# Warum Quicktime? Vor- und Nachteile



## Sebastian Thalhammer (21. April 2007)

Hi Leute

Ich habe mich heute wieder gefragt: Warum wird soviel Quicktime Format verwendet? Ich arbeite nicht wirklich viel mit diesem Dateityp aber mir ist doch aufgefallen, dass kurze Sequenzen einen immensen Speicherplatz verbrauchen. Was also genau sind die Vorteile von Quicktime, die sich mir anscheinend noch verbergen.

Ich nutze eher DivX um meine Videos zu komprimieren und sehe eben den Speicherplatzunterschied.


----------



## chmee (22. April 2007)

Quicktime ist wie AVI ein Containerformat. Heisst, Video und Ton können in verschiedensten Codec komprimiert sein. Genau so wie Divx ( das als Codec dann in AVI steckt ) gibt es viele verschieden stark komprimierende Codecs für das Quicktime-Format - und logischerweise auch für AVI.

Quicktime hat seinen Ursprung auf dem Mac und AVI auf dem PC. Sonst gibt es da keine großen Unterschiede.

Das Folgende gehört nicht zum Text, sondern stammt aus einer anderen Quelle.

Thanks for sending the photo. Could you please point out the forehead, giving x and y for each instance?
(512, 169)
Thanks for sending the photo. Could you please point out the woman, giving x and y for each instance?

Und wenn jemand weitere Arbeitsgänge vorhat - Filmschnitt, Compositing - dann wird mit Sicherheit nicht erstmal stark komprimiert, um dann im nächsten Schritt wieder eine Dekompression inklusive aller Kompressionsfehler zu veranstalten.

mfg chmee


----------



## Sebastian Thalhammer (23. April 2007)

alles klar. das heißt um einen niedrigeren Speicherbedarf zu erhalten muss ich lediglich den Codec ändern. Naja wie gesagt ich mach nicht allzu viel mit Quicktime. Aber gut jetzt weiß ich das auch. Thx ...


----------